Le fentanyl, un puissant opiacé
Ex-colonel du renseignement militaire russe, Serguei Skripal a été accusé d'espionnage au profit du Royaume-Uni. Condamné à 13 ans de prison en Russie en 2006, il avait été payé 100.000 dollars pour fournir au MI6, le renseignement britannique, les noms des agents russes présents en Europe, selon la BBC. Avec trois autres agents russes, il avait fait l'objet d'un échange en 2010 contre dix agents du Kremlin expulsés par Washington, dont Anna Chapman, une jeune femme d'affaires russe surnommée la «nouvelle Mata Hari» à New York. Cet échange, au terme duquel il s'était réfugié en Angleterre, était le plus important depuis la fin de la guerre froide.
Dans l'immédiat, les autorités tentaient de trouver l'origine d'un éventuel empoisonnement et s'il y avait un risque sanitaire pour le public. L'hôpital de Salisbury a conseillé lundi au public de ne pas se rendre aux urgences de l'établissement «sauf cas d'urgence absolue». Un porte-parole des autorités sanitaires s'est toutefois voulu rassurant, affirmant qu'il n'y «avait apparemment pas de risque immédiat pour la santé du public». L'homme aurait été intoxiqué au fentanyl, un puissant opiacé, selon le quotidien The Guardian .

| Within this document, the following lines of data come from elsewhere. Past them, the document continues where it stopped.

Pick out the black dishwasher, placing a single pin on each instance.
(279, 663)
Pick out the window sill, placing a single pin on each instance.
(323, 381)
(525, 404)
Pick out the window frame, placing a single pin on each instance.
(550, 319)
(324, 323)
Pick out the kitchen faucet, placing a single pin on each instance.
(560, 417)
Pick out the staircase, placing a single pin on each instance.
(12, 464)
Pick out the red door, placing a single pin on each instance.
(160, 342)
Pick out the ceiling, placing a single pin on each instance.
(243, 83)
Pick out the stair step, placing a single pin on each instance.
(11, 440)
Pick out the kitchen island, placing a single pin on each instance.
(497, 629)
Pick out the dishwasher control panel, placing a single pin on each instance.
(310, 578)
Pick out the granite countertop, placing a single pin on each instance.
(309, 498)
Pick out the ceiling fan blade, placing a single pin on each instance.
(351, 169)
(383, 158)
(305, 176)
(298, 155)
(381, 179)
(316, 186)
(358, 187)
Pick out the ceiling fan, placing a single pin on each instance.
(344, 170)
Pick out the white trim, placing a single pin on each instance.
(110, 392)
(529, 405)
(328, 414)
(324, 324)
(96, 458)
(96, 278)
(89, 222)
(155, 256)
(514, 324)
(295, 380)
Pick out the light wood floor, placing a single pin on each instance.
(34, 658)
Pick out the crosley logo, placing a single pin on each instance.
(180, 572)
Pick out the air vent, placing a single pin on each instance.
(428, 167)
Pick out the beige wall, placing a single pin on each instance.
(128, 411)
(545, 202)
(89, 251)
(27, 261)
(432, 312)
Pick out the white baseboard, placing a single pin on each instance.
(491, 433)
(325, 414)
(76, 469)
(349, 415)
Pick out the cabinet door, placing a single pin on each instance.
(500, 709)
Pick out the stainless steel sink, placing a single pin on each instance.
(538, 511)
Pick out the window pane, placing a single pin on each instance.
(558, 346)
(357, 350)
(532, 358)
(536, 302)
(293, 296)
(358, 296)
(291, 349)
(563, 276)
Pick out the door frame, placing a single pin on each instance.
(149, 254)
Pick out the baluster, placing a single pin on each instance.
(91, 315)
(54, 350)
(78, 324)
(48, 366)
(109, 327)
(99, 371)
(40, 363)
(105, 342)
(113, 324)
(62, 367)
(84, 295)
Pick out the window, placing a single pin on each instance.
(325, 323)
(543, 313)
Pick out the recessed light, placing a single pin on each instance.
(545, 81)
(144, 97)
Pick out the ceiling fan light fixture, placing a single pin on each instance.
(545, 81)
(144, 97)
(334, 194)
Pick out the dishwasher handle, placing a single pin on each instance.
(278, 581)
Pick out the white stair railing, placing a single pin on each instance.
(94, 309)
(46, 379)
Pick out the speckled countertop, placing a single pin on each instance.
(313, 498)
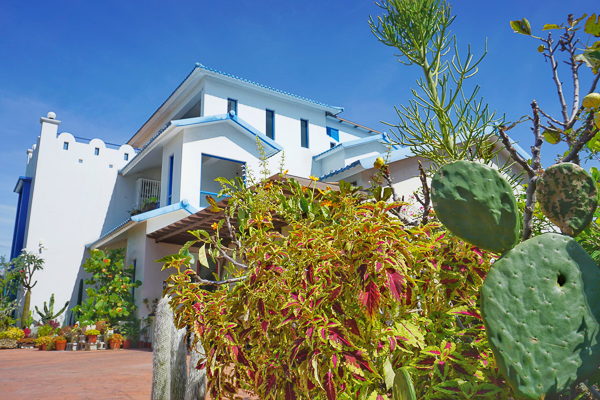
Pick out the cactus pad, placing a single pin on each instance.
(403, 388)
(540, 303)
(568, 196)
(476, 204)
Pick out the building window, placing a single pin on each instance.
(133, 280)
(333, 133)
(304, 133)
(170, 191)
(232, 106)
(270, 130)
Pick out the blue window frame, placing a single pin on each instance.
(232, 106)
(333, 133)
(270, 129)
(304, 133)
(170, 191)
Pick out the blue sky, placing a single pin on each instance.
(104, 67)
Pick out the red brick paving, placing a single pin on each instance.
(27, 374)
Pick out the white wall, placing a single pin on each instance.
(68, 206)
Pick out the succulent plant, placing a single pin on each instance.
(403, 388)
(540, 303)
(476, 204)
(568, 196)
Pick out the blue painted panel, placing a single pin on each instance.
(334, 133)
(170, 191)
(21, 218)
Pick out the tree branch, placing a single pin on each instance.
(588, 134)
(510, 148)
(533, 174)
(216, 283)
(554, 65)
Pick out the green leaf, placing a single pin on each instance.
(547, 27)
(592, 25)
(202, 256)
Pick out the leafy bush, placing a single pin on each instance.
(331, 305)
(12, 333)
(109, 298)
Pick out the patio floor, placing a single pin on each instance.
(32, 374)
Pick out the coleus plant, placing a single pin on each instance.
(329, 294)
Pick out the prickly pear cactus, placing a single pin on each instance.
(540, 303)
(403, 388)
(568, 196)
(476, 204)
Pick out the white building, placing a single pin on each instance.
(76, 194)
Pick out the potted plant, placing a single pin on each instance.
(60, 342)
(44, 342)
(115, 341)
(92, 335)
(131, 332)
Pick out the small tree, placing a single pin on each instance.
(110, 297)
(25, 265)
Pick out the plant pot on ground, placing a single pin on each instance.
(92, 335)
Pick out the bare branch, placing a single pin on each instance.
(533, 173)
(201, 281)
(588, 134)
(427, 199)
(554, 65)
(510, 148)
(551, 118)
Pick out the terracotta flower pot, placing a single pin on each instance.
(60, 345)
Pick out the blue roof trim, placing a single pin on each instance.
(269, 88)
(231, 116)
(366, 163)
(182, 205)
(20, 181)
(347, 167)
(383, 137)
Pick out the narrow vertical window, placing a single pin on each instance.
(304, 133)
(134, 263)
(170, 191)
(232, 106)
(270, 129)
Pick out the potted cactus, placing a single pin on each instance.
(115, 341)
(60, 342)
(92, 335)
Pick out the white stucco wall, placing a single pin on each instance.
(71, 192)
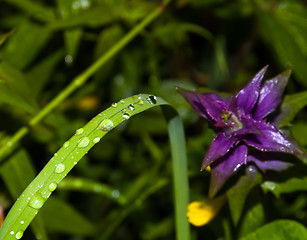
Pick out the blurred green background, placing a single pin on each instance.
(216, 44)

D'autres empoisonnements non élucidés
Cette affaire a immédiatement fait ressurgir le souvenir de l'affaire Litvinenko, du nom d'un ex-agent du FSB (les services secrets russes) et opposant à Vladimir Poutine, empoisonné en 2006 à Londres au polonium-210, une substance radioactive extrêmement toxique. «Cela ressemble à ce qui est arrivé à mon mari mais nous devons attendre plus d'informations», a dit la veuve d'Alexandre Litvinenko au Daily Telegraph. Pour elle, si l'empoisonnement russe est prouvé, cela montrera que «rien n'a changé depuis la mort» de son époux. Alexandre Litvinenko avait été empoisonnéaprès avoir fui la Russie pour Londres avec sa famille en octobre 2000. Il y avait rejoint le milliardaire Boris Berezovski, farouche ennemi de Vladimir Poutine, lui-même décédé dans des circonstances non élucidées en mars 2013.
Alexandre Litvinenko collaborait avec les services secrets britanniques et enquêtait sur d'éventuels liens entre le Kremlin et des réseaux mafieux. Selon les conclusions de l'enquête menée par la justice britannique après sa mort, il avait été empoisonné alors qu'il prenait un thé avec Andreï Lougovoï et Dmitri Kovtoun, deux ressortissants russes, au Millenium Hotel, dans le centre de Londres. «Le fait qu'Alexandre Litvinenko ait été empoisonné par du polonium-210 fabriqué dans un réacteur nucléaire suggère que MM. Lougovoï et Kotvoun agissaient pour le compte d'un État plutôt que d'une organisation criminelle», avait souligné le juge Robert Owen, alors chargé de l'enquête.
Une autre affaire de meurtre survenue à Londres sur fond de guerre froide, n'a, elle, jamais été résolue. Le 7 septembre 1978, l'écrivain dissident bulgare Guéorgui Markov avait été piqué par le parapluie qu'avait laissé tomber un homme, alors qu'il remontait le Waterloo Bridge. Pris d'une forte fièvre le soir même, Guéorgui Markov était décédé quatre jours plus tard à l'hôpital sans avoir été interrogé par la police. Lors de l'autopsie, une capsule pleine d'un poison fort, la ricine, avait été découverte dans la jambe de la victime. En 2002, Oleg Kalouguine, un ex-général du KGB, a affirmé que les Soviétiques avaient fourni l'arme du crime sur demande du dictateur bulgare Todor Jivkov. Une enquête judiciaire ouverte en Bulgarie a été classée sans suite en 2013 en raison du délai de prescription.